Pastörize Ürünleri Keşfeden Bilim İnsanı
Louis Pasteur sadece kuduz aşısını bulmasıyla değil pastörizasyon yöntemini bulmasıyla da kimya ve tıp alanında tarihe geçecek buluşlara imza atmıştır. Nitekim kendisi bulaşıcı hastalıklara neden olan mayalanabilir sıvıların (bira, süt, meyve suyu vs.) uzun süre saklanabilmesini sağlayan konservasyon yöntemini geliştirdi. Bunun için sütü deneyinde kullandı. Oldukça yüksek sıcaklık değerinde 30 dakika sütü ısıttıktan sonra soğutmaya bırakıyor ve soğuk ortamda bekleterek uzun bir süre korunmasını sağladı. Bu sayede süt gibi çabuk mayalanabilen ve bozulan gıdaların zararlı bakteriler nedeniyle bulaşıcı hastalıklar yaymasının da önüne geçmiş oluyordu.

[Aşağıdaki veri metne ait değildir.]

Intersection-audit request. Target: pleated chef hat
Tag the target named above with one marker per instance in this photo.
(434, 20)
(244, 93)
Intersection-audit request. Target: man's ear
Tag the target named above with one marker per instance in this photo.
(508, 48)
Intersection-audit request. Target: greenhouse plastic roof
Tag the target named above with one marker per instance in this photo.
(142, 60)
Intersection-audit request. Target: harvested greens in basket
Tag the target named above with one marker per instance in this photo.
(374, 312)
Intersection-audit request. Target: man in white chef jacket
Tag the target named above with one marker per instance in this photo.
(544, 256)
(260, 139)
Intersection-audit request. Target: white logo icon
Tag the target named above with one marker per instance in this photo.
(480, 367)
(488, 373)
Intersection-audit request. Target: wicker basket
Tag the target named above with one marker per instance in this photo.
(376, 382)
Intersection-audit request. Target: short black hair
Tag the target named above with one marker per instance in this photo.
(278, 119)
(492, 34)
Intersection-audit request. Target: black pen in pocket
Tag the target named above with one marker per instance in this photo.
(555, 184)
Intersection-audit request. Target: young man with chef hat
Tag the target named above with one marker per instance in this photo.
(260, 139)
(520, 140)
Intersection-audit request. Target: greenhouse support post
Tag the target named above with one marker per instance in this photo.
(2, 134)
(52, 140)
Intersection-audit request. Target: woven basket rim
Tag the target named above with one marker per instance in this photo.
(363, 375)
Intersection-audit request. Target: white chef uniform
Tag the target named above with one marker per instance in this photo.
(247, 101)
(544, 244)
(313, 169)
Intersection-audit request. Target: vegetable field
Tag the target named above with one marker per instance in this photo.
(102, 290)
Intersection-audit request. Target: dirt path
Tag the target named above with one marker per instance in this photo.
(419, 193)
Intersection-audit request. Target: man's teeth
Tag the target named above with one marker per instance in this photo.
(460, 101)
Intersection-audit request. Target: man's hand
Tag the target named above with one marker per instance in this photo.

Padişah II. Abdülhamit’le Olan Diplomasisi
Louis Pasteur Osmanlı İmparatorluğunda da louis pasteur hangi alanda çalışma yapmıştır yönünden ses getiren isimlerden biri olmuştur. II. Abdülhamit tarafından kendisine kuduz aşısını bulmasından ötürü 10 bin frank ödül verilerek destek olduğu belgesi ortaya çıkarıldı. Bu belgenin 16 Haziran 1896 tarihli orijinal metni Osmanlıca el yazısıyla kamuoyuna akademisyen ve profesör doktor Cevdet Erdöl paylaşmıştır. Böylelikle Pasteur’ın sadece Fransa’da değil tüm dünyada ses getiren tarihi buluşunun çok büyük yankılar uyandırdığını kesinlikle dile getirmemiz gerekmektedir.
Pasteur Müzesi
Elbette Louis Pasteur’ın tüm çalışmalarının sergilendiği bir müze enstitü binası içerisinde bulunmaktadır. Söz konusu bu müzede binin üzerinde bilimsel buluşları ve çalışmalarının sergilenmeye devam edildiği görülmektedir. Fransa’nın başkenti Paris’te bulunan müze Pasteur Enstitüsü içerisinde bulunmaktadır. Bu bina halen mikrobiyoloji, kimya ve daha birçok virütik hastalıklar üzerine araştırmalar yürütmeye devam etmektedir. Tümüyle ortada duran bu yönleriyle de ele alındığı zaman Louis Pasteur’ın gerçekten de çok yönlü bir kişilik olduğunu dikkate almamız gerekmektedir.
Evliliği
Louis Pasteur, Strasbourg Üniversitesi’nde yardımcı kimya profesörü olarak görev yaptığı yıllarda kendisi gibi bir akademisyen olan Maria Laurent ile 29 Mayıs 1849 tarihinde hayatını birleştirme kararı aldı. Bu evlilikten kendisinin 3 kızı 1 oğlu dünyaya geldi. Jean Baptiste Pasteur oğlu da babası gibi mikrobiyoloji ve kimya alanında eğitim alarak babasının çalışmalarını sürdürme kararı aldı.
Originally posted 2022-06-02 08:09:07.